L’ETF américain qui promet 100% de protection sur l’indice S&P 500 «ressemble à s’y méprendre à un produit structuré, en l’occurrence un certificat à capital garanti émis par une banque», déclare Gilles Corbel, co-fondateur et associé de Finanzlab, à Lausanne. L’ETF en question achète des options comme le fait l’émetteur d’un certificat à capital garanti.

Cependant il élimine le risque de contrepartie grâce à l’usage d’options flexibles (FLEX) sécurisées par l'Option Clearing Corporation, la chambre de compensation la plus grande à l'échelle mondiale.
Un produit structuré avec capital garantit fait appel à un émetteur dont la notation est élevée, par exemple AA. Il en résulte une exposition identique à l’ETF d’Innovation Capital Management avec un coût similaire, selon Gilles Corbel. Si l’on entre dans les détails, l’associé de Finanzlab note l’avantage de la transparence fiscale d’un structuré suisse par rapport à cet ETF construit sur-mesure pour des investisseurs américains et adapté à leur propre régime fiscal.

L’ETF d’Innovator Capital Management peut s’identifier à ce que les professionnels appellent du «cash plus» (donc un rendement proche du cash mais au rendement supérieur). Mais le capital est garanti seulement à l’échéance de deux ans, note Gilles Corbel. Si l’indice S&P perd de sa valeur d’ici un an, le capital n’est pas garanti à cette date. Il s’agit donc d’un cash garanti pour autant qu’il ne soit pas nécessaire pendant deux ans, précise Gilles Corbel. De l’avis de ce dernier, seul un petit nombre de gérants de fortune investissent dans des produits à capital garanti en les considérant comme du «cash amélioré».

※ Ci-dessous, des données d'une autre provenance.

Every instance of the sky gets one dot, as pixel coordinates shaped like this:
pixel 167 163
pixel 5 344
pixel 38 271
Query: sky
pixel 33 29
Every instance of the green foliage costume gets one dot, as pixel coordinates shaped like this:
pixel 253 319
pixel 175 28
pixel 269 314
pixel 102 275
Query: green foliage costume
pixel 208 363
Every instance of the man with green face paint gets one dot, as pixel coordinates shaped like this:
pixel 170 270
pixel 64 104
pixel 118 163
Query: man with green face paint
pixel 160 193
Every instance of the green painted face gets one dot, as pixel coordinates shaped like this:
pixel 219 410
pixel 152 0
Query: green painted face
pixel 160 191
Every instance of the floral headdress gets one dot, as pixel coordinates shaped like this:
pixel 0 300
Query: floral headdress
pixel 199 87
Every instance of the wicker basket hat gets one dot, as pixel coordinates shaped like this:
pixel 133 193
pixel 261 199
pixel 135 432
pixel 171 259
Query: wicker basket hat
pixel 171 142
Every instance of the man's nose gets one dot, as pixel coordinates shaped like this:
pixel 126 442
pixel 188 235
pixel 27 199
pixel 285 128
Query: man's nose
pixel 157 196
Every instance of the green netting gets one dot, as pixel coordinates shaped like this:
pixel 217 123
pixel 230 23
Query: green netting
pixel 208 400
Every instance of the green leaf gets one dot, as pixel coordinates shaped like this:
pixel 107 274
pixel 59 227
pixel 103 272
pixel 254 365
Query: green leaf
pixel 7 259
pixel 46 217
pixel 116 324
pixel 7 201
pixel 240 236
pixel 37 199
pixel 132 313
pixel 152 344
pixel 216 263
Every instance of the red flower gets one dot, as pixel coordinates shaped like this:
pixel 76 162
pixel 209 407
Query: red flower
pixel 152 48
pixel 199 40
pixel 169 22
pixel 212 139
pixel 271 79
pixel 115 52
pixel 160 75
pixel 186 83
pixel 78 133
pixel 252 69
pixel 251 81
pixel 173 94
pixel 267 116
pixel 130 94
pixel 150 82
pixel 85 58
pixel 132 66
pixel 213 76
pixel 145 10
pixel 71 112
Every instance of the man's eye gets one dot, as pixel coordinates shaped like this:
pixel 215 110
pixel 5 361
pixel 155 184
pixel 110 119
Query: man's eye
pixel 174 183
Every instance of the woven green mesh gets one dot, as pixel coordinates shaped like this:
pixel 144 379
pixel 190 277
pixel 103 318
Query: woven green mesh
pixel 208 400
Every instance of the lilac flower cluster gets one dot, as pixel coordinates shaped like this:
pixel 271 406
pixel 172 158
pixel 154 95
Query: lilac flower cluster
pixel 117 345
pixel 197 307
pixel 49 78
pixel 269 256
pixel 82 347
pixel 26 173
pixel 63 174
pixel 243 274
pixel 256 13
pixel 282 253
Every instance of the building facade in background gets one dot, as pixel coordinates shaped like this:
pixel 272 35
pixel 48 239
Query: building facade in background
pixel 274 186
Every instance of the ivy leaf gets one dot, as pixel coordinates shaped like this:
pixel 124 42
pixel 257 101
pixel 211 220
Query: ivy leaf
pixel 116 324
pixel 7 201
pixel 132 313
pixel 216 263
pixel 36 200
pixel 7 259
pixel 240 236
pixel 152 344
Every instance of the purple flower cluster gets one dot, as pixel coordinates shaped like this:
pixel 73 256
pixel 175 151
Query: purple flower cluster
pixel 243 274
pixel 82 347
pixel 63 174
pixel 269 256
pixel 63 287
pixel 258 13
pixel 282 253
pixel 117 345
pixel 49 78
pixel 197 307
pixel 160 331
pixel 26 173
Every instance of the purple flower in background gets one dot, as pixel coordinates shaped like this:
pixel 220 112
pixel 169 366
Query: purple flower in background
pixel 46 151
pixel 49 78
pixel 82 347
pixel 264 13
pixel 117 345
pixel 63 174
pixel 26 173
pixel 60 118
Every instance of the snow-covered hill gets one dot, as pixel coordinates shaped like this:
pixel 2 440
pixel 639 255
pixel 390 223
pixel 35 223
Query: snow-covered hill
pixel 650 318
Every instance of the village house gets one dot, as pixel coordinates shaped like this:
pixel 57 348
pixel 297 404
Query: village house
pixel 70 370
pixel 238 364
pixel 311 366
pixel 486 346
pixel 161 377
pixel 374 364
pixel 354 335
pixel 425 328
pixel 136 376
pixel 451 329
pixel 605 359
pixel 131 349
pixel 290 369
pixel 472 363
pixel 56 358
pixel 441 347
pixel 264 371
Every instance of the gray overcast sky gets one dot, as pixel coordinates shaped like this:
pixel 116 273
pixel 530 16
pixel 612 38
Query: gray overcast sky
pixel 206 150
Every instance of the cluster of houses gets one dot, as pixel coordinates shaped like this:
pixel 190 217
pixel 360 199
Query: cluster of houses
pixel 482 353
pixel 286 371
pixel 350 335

Le fonctionnement est semblable à celui d’une obligation, avec un remboursement à l’échéance et un revenu variable, lié à une formule qui prend en compte la performance de l’indice S&P 500.
Les Etats-Unis sont moins habitués aux produits structurés émis par des banques et préfèrent des ETF, selon Gilles Corbel. L’ETF, outre le fait d’être coté en permanence, a entre autres avantages pour l’émetteur celui de ne pas figurer dans son bilan, à l’inverse d’un certificat à capital garanti. Les investisseurs aiment les «trackers», soit les ETF, également du fait de leur diversification et de leur processus de surveillance.

La taille nécessaire pour lancer un produit à capital garanti plaide, sur le marché ETF, pour le choix d’un marché aussi large que les Etats-Unis, selon Gilles Corbel. En Suisse, le lancement d’un fonds de placement nécessite une autorisation de la Finma, donc prend du temps, et se trouve confronté à un marché de taille relativement limitée. Cet ETF offre des caractéristiques si proche de celles d’un capital garanti que même le taux de frais de cet ETF (0,79%) est très proche d’un capital garanti.